Taint source in all panics: mstflint_access(O) — the Mellanox firmware access tool. The NVIDIA driver does not appear in any call trace. These are kernel-level bugs in 6.17.0-1008-nvidia, not NVIDIA driver bugs.
How kernel panics cause the DOE mailbox failure
Each kernel panic causes the Grace CPU firmware (MediaTek MTKID) to log a BERT (Boot Error Record Table) hardware error. After a BERT-triggered platform reset, the next boot shows this at kernel second 0 during PCIe enumeration:
platform NVDA8800:00: failed to claim resource 0: [mem 0x05170000-0x051cffff]
acpi NVDA8800:00: platform device creation failed: -16
platform NVDA8900:00: failed to claim resource 0: [mem 0xc8000000-0xd7ffffff]
acpi NVDA8900:00: platform device creation failed: -16
pci 000f:01:00.0: DOE: [2c8] ABORT timed out
pci 000f:01:00.0: DOE: [2c8] failed to reset mailbox with abort command: -5
pci 000f:01:00.0: DOE: [2c8] failed to create mailbox: -5
pci 000f:01:00.0: 0.000 Gb/s available PCIe bandwidth, limited by Unknown x0 link
NVDA8800 and NVDA8900 are the NVLink-C2C management platform devices — they control the coherent interconnect between the Grace CPU and the GB10 GPU. The firmware leaves their memory regions marked EBUSY after the BERT reset.

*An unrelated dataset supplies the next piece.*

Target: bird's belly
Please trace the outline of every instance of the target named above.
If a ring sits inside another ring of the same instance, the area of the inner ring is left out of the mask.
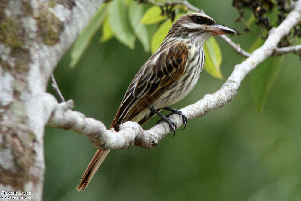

The C2C initialization chain fails first; the DOE mailbox failure is a consequence of that, not an independent event.
Confirmed from lspci on the failed system at capture time:
DOESta: Busy+ IntSta+ Error+ ObjectReady-
LnkSta: Speed unknown, Width x0
Control: BusMaster-
Zero PCIe bandwidth. No NVIDIA kernel modules load. The system is fully alive — SSH works, all non-GPU services run, memory pressure is zero. Only the GPU driver stack is dead.
Warm reboots do not recover this state. Two consecutive warm reboots are documented in the logs, both showing identical DOE failure. PCIe link training only happens at power-on. The DOE mailbox stuck state is firmware-level hardware state that only clears when power is removed from the wall.
Field diagnostic result does not rule out this failure
The NVIDIA field diagnostic tool (dgx-spark-fieldiag r9.257.3) uses a proprietary mods kernel driver (v4.31) that bypasses the normal production driver initialization chain. It does not go through the DOE mailbox or the ACPI NVDA8800/NVDA8900 platform device setup.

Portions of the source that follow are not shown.